Emirates , Etihad et Qatar Airways : qui connaissait ces noms il y a douze ans 2 ( * ) ? Quasiment personne. Qui les ignore aujourd'hui ? Probablement personne. Ces deux interrogations et la fausse analogie de la réponse qu'elles appellent suffisent à montrer l'ampleur d'une évolution fulgurante qui a pratiquement éliminé les opérateurs européens sur les lignes entre le Vieux Continent et l'Asie du Sud-Est. La tâche est virtuellement achevée en Australie et en Nouvelle-Zélande ; qu'en sera-t-il de l'Afrique orientale demain ? Nous vivons l'émergence de hubs dominants qui tendent à vassaliser les hubs historiques d'Europe, d'Amérique du Nord, d'Asie, voire d'Afrique de l'Ouest.

Ces deux bouleversements n'ont pas fini de produire tous leurs effets, alors même qu'apparaît à l'horizon la perspective de liaisons directes « de point à point » reliant par long-courriers deux aéroports de taille moyenne : cette reproduction à l'échelle planétaire des low cost actuellement limitées aux court et moyen-courriers annonce un nouveau changement majeur qui produira ses premiers effets substantiels au plus tard dans dix ans.

Tels sont trois des principaux thèmes traités dans un rapport d'information qui ne saurait ignorer la contribution que les aéroports sont susceptibles d'apporter au développement local.

Cette problématique est donc riche en parties prenantes, chacune avec sa légitimité, mais chacune aussi avec ses intérêts, qui coïncident ou non avec ceux des autres participants.

Pour harmoniser cet ensemble et lui conférer une certaine cohérence, il n'y a que deux échelons possibles : l'Union européenne et les États, puisque l'aviation civile ne fait pas actuellement partie des compétences de l'OMC.

Le présent rapport d'information a pour ambition d'identifier clairement les enjeux présents et futurs.
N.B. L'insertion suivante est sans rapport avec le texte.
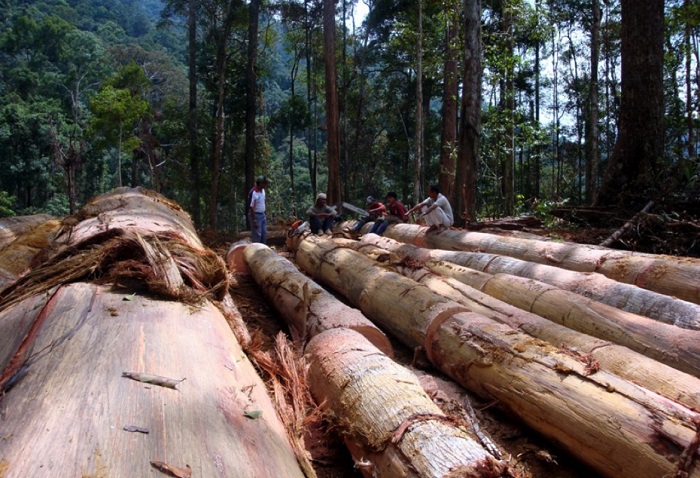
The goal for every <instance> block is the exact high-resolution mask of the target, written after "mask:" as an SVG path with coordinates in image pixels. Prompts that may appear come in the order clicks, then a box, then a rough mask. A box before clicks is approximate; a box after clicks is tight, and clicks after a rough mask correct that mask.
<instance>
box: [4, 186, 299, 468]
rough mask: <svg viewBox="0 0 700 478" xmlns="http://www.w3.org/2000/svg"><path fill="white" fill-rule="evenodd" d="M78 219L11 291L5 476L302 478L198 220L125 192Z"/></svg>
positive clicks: (5, 393) (159, 195)
mask: <svg viewBox="0 0 700 478" xmlns="http://www.w3.org/2000/svg"><path fill="white" fill-rule="evenodd" d="M77 218H81V219H82V220H84V221H85V223H83V222H77V223H76V222H74V221H73V222H70V224H72V226H71V228H70V230H64V231H63V233H62V234H59V236H58V239H57V241H59V242H54V243H53V244H51V247H50V251H47V252H48V254H47V258H46V260H45V261H43V262H41V264H39V265H38V266H37V267H36V268H32V270H31V271H29V272H28V273H26V274H25V275H23V276H22V277H21V278H19V279H18V280H17V281H16V282H15V283H14V284H12V285H11V286H9V287H7V288H5V289H4V290H2V291H1V292H0V337H1V340H0V397H2V398H0V400H1V403H0V411H1V415H2V421H1V423H2V436H3V439H2V440H0V463H1V464H0V474H1V475H2V476H3V477H4V478H11V477H12V478H14V477H22V478H23V477H28V476H87V475H91V476H147V475H148V474H150V472H151V463H154V462H160V463H165V464H167V465H170V466H173V467H178V468H181V469H183V470H185V471H187V469H188V468H190V469H191V472H192V473H193V475H194V476H233V475H235V476H249V477H251V478H252V477H258V476H267V477H271V478H272V477H278V476H290V477H299V478H301V477H302V476H304V473H303V472H302V471H301V468H300V466H299V464H298V461H297V456H296V455H295V453H294V450H293V448H292V445H291V444H290V441H289V439H288V437H287V435H286V432H285V430H284V427H283V426H282V424H281V422H280V421H279V419H278V417H277V415H276V411H275V409H274V407H273V405H272V402H271V400H270V398H269V397H268V395H267V393H266V389H265V385H264V383H263V382H262V380H261V379H260V377H259V376H258V375H257V372H256V371H255V369H254V368H253V366H252V364H251V363H250V362H249V361H248V359H247V357H246V356H245V354H244V353H243V350H242V348H241V345H240V341H239V340H237V339H236V337H234V335H233V333H232V327H233V326H235V324H238V323H240V324H242V318H241V317H240V314H238V312H237V310H235V305H234V304H233V302H232V300H231V297H230V295H229V293H228V281H227V272H226V266H225V263H224V262H223V260H222V259H221V258H219V257H218V256H216V254H215V253H213V251H210V250H208V249H206V248H204V247H203V246H202V245H201V242H200V241H199V239H198V238H197V236H196V233H195V231H194V227H193V226H192V223H191V222H190V221H189V218H188V216H187V215H186V214H184V212H182V210H181V209H179V207H177V206H176V205H174V204H173V203H170V202H169V201H168V200H166V199H165V198H163V197H162V196H160V195H158V194H155V193H150V192H144V191H142V190H138V189H136V190H132V189H119V190H116V191H113V192H112V193H108V194H105V195H103V196H100V197H98V198H95V199H94V200H93V201H91V202H90V205H89V207H88V208H87V209H85V210H82V211H81V212H80V213H79V214H78V215H77ZM65 224H66V223H65V222H64V225H65ZM92 280H94V281H96V282H99V283H100V284H102V285H95V284H91V283H88V282H86V281H92ZM163 298H165V299H167V300H162V299H163ZM227 319H228V321H230V322H231V323H227ZM244 328H245V326H243V329H244ZM238 332H239V333H240V332H241V331H238ZM243 332H244V333H243V334H242V336H244V337H246V336H247V330H244V331H243ZM141 382H144V383H141ZM261 449H263V450H265V453H260V450H261Z"/></svg>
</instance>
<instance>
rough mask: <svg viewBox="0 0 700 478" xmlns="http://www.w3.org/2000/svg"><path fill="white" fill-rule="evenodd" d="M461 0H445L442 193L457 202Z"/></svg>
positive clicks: (442, 193) (440, 190)
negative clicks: (444, 67) (458, 33)
mask: <svg viewBox="0 0 700 478" xmlns="http://www.w3.org/2000/svg"><path fill="white" fill-rule="evenodd" d="M458 5H459V4H458V3H457V2H454V1H452V0H449V1H446V2H445V5H444V7H445V17H446V18H445V22H446V28H447V31H446V32H445V73H444V86H443V94H442V138H441V141H440V175H439V180H438V183H439V184H440V192H442V194H444V195H445V197H447V199H449V200H450V202H452V203H453V204H454V201H455V197H454V185H455V153H456V151H457V98H458V96H459V81H458V80H459V78H458V73H457V70H458V68H457V65H458V62H457V54H458V51H459V49H458V42H457V32H458V31H459V8H458Z"/></svg>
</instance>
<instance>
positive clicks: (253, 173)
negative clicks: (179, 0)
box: [241, 0, 260, 227]
mask: <svg viewBox="0 0 700 478" xmlns="http://www.w3.org/2000/svg"><path fill="white" fill-rule="evenodd" d="M248 8H249V18H248V63H247V65H246V94H245V159H244V162H245V166H244V167H245V180H244V183H243V192H242V194H241V197H242V198H244V199H243V200H244V201H246V202H247V198H248V190H249V189H250V188H251V187H252V185H253V183H254V181H255V162H256V161H255V151H256V150H257V144H258V143H257V137H256V135H255V118H256V116H257V75H256V73H255V67H256V64H257V62H258V20H259V17H260V0H251V2H250V5H249V7H248ZM249 207H250V204H244V206H243V216H245V218H246V222H247V221H249V219H248V214H247V213H248V208H249ZM248 227H250V224H248Z"/></svg>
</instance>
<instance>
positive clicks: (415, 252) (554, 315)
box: [362, 234, 700, 409]
mask: <svg viewBox="0 0 700 478" xmlns="http://www.w3.org/2000/svg"><path fill="white" fill-rule="evenodd" d="M362 243H363V244H368V245H374V246H378V247H379V246H381V247H383V248H385V249H386V250H387V251H392V252H393V253H394V254H396V255H397V256H398V257H401V258H403V259H404V260H407V259H408V260H411V261H413V263H416V264H420V265H424V266H425V267H426V268H427V269H429V270H430V271H432V272H434V273H436V274H440V275H442V276H446V277H451V278H453V279H456V280H457V281H459V282H462V283H464V284H466V285H468V286H470V287H473V288H474V289H477V290H479V291H481V292H483V293H485V294H488V295H489V296H491V297H493V298H495V299H498V301H499V302H500V301H503V302H505V303H507V304H510V305H512V306H515V307H517V308H518V309H522V310H524V311H528V312H532V313H533V314H537V315H536V316H541V317H544V318H546V319H548V321H551V322H554V323H556V324H560V325H561V326H566V328H569V329H573V330H576V331H579V332H583V333H585V334H588V335H591V336H594V337H598V338H600V339H603V340H606V341H610V342H612V343H615V344H619V345H623V346H625V347H627V348H629V349H631V350H635V351H637V352H639V353H641V354H643V355H646V356H647V357H651V358H653V359H655V360H658V361H659V362H662V363H664V364H666V365H669V366H671V367H674V368H676V369H677V370H681V371H683V372H686V373H689V374H691V375H694V376H696V377H698V376H700V331H698V330H687V329H681V328H679V327H676V326H673V325H669V324H664V323H660V322H657V321H655V320H652V319H649V318H647V317H643V316H639V315H636V314H632V313H629V312H625V311H623V310H619V309H617V308H614V307H611V306H609V305H606V304H603V303H600V302H597V301H595V300H592V299H589V298H588V297H585V296H583V295H580V294H576V293H573V292H570V291H567V290H561V289H558V288H556V287H554V286H551V285H548V284H545V283H542V282H539V281H535V280H533V279H526V278H522V277H517V276H513V275H511V274H503V273H496V274H489V273H485V272H480V271H477V270H473V269H469V268H466V267H463V266H460V265H458V264H455V263H450V262H443V261H434V260H428V261H427V262H423V260H424V259H426V258H430V257H433V256H435V257H439V256H442V255H443V254H442V252H446V255H448V257H449V255H450V254H453V253H452V252H448V251H438V250H432V249H421V248H418V247H415V246H412V245H410V244H402V243H400V242H397V241H394V240H393V239H389V238H385V237H379V236H377V235H376V234H367V235H365V236H363V238H362ZM462 255H464V253H462ZM458 259H461V258H458ZM409 272H410V270H409ZM412 277H413V278H414V279H415V278H416V276H415V275H412ZM421 277H422V276H421ZM425 280H429V278H425ZM605 280H606V281H609V279H605ZM455 287H457V286H456V285H455V284H453V283H451V285H450V286H449V287H448V288H447V290H446V291H445V292H446V293H449V292H456V291H455V290H454V289H455ZM630 287H631V286H630ZM457 288H458V287H457ZM467 291H468V290H466V291H465V290H461V288H460V292H458V294H459V295H464V294H466V293H467ZM599 293H602V291H601V292H599ZM507 314H510V315H511V316H512V317H513V318H515V315H518V313H517V311H510V312H507ZM514 314H515V315H514ZM549 325H551V326H552V327H551V330H550V327H547V323H546V322H545V323H542V326H541V327H538V328H537V330H539V331H540V333H545V334H547V335H549V334H550V333H551V332H553V331H554V330H559V328H557V327H556V326H555V325H554V324H551V323H549ZM536 336H537V337H539V338H541V339H543V340H547V341H548V342H550V343H552V344H554V345H559V344H560V343H568V342H567V341H565V340H563V339H560V338H559V337H557V336H554V337H550V338H545V337H544V336H541V335H536ZM594 348H597V347H594ZM606 350H607V349H606ZM623 363H624V361H623ZM699 409H700V408H699Z"/></svg>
Dans ce but, son chapitre 1 er décrit les turbulences dans les airs, caractérisées par les difficultés des compagnies européennes, alors que transporteurs, aéroports et industriels ont des intérêts distincts. Le chapitre 2 s'attache au possible nouveau décollage des transports aériens de l'Union européenne, avec la piste d'une gestion stratégique de la concurrence envers les opérateurs d'États tiers et la planification d'une concurrence loyale entre compagnies de l'Union.


* 1 Ryanair remonte à 1985 ; easyJet fut créée en 1995.

* 2 Etihad est la plus jeune compagnie, constituée en 2003 ; Qatar Airways date de 1993 ; Emirates existe depuis 1985.